The grade predictor is a model-based estimate, not ground truth. Climbing grades are noisy and subjective, and board climbs can be highly style-dependent.
The route sequence is a canonical ordering of holds, not necessarily actual beta order. This is fine for symbolic modeling, but it should not be interpreted as the intended movement sequence.
The visualizations are calibrated to match the existing board images, but any change in image file, crop, or coordinate convention may require adjusting board extents in:
```text
src/climbingboardgpt/visualization.py
```
---
## Webapp demo
The repository includes a lightweight FastAPI webapp. It is inference-only:
- loads the generator and grade predictor once at startup,
- serves the TB2/Kilter board images as static assets,
- returns hold coordinates and roles as JSON,
- draws the climb overlay in the browser as SVG.
### Run locally
From the repository root:
```bash
pip install fastapi "uvicorn[standard]" pydantic
uvicorn webapp.app:app --host 127.0.0.1 --port 8055
```
Then open:
```text
http://127.0.0.1:8055
```
### Run with Docker
```bash
docker compose -f docker-compose.webapp.yml up -d --build
```
The service binds to localhost only:
```text
127.0.0.1:8055
```
### Required files for the webapp
The webapp does not need raw SQLite databases. It needs:
```text
models/joint_route_gpt_generator.pth
models/joint_transformer_grade_predictor.pth
data/processed/tokenized/token_metadata.csv
data/processed/tokenized/token_vocab.json
data/processed/tokenized/route_sequences.csv
configs/
images/
src/climbingboardgpt/
webapp/
```
### API endpoints
```text
GET /api/health
GET /api/boards
POST /api/generate
POST /api/predict
```
Example generation payload:
```json
{
"board": "tb2",
"angle": 40,
"grade": 6,
"temperature": 0.9,
"top_k": 50,
"max_new_tokens": 40
}
```
Example prediction payload:
```json
{
"board": "kilter",
"angle": 40,
"frames": "p1127r12p1196r13p1216r13p1388r14"
}
```
# Future Work
- Board-size-specific generation is a planned future extension. For now, the demo uses the full TB2 12x12 and Kilter 16x12-style background images and placement sets.

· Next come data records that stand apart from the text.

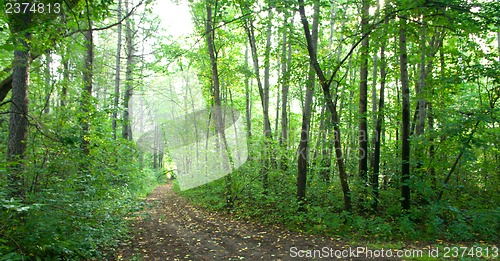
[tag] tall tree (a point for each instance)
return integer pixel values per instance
(303, 151)
(116, 98)
(405, 107)
(18, 124)
(129, 79)
(86, 96)
(363, 96)
(331, 104)
(263, 89)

- "No Match" token and "No Match" options in the demo.
## References and acknowledgements
The route generator is a small GPT-style causal transformer inspired by Andrej Karpathy's [`nanoGPT`](https://github.com/karpathy/nanoGPT), a compact reference implementation for training GPT models.
Board layouts, hold metadata, and route data are derived from [`Tension Board 2`](https://tensionclimbing.com/products/tension-board-2) and [`Kilter Board`](https://settercloset.com/collections/kilter-board) datasets. This project is unaffiliated with [`Tension Climbing`](https://tensionclimbing.com/) or [`Kilter`](https://settercloset.com/collections/kilter-board).
# License
This project is licensed under the MIT License. See the [`LICENSE`](LICENSE) file for details.
The project is for educational purposes.